Noncentrality-Based Indices of Fit - General Theoretical Orientation

When attempting to assess how well a model fits a particular data set, one must realize at the outset that the classic hypothesis-testing approach is inappropriate. Consider common factor analysis. When maximum likelihood estimation became a practical reality, the Chi-square "goodness-of-fit" statistic was originally employed in a sequential testing strategy. According to this strategy, one first picked a small number of factors, and tested the null hypothesis that this factor model fit the population S perfectly. If this hypothesis was rejected, the model was assumed to be too simple (i.e., to have too few common factors) to fit the data. The number of common factors was increased by one, and the preceding procedure repeated. The sequence continued until the hypothesis test failed to reject the hypothesis of perfect fit.

Steiger and Lind (1980) pointed out that this logic was essentially flawed, because, for any population S (other than one constructed as a numerical example directly from the common factor model!) the a priori probability is essentially 1 that the common factor model will not fit perfectly so long as degrees of freedom for the Chi-square statistic were positive.

In essence, then, population fit for a covariance structure model with positive degrees of freedom is never really perfect. Testing whether it is perfect makes little sense. It is what statisticians sometimes call an "accept-support" hypothesis test, because accepting the null hypothesis supports what is generally the experimenter's point of view, i.e., that the model does fit.

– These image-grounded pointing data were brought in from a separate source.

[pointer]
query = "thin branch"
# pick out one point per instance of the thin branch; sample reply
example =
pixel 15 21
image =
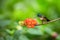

Accept-support hypothesis tests are subject to a host of problems. In particular, of course, the traditional priorities between Type I and Type II error are reversed. If the proponent of a model simply performs the Chi-square test with low enough power, the model can be supported. As a natural consequence of this, hypothesis testing approaches to the assessment of model fit should make some attempt at power evaluation. Steiger and Lind (1980) demonstrated that performance of statistical tests in common factor analysis could be predicted from a noncentral Chi-square approximation. A number of papers dealing with the theory and practice of power evaluation in covariance structure analysis have been published (Matsueda & Bielby, 1986; Satorra and Saris, 1985; Steiger, Shapiro, & Browne, 1985). Unfortunately, power estimation in the analysis of a multivariate model is a difficult, somewhat arbitrary procedure, and such power estimates have not, in general, been reported in published studies.

The main reason for evaluating power is to gain some understanding of precision of estimation in a particular situation, to guard against the possibility that a model is "accepted" simply because of insufficient power. An alternative (and actually more direct) approach to the evaluation of precision is to construct a confidence interval on the population noncentrality parameter (or some particularly useful function of it). This approach, first suggested in the context of covariance structure analysis by Steiger and Lind (1980) offers two worthwhile pieces of information at the same time. It allows one, for a particular model and data set to express (1) how bad a fit is in the population, and (2) how precisely the population badness-of-fit has been determined from the sample data.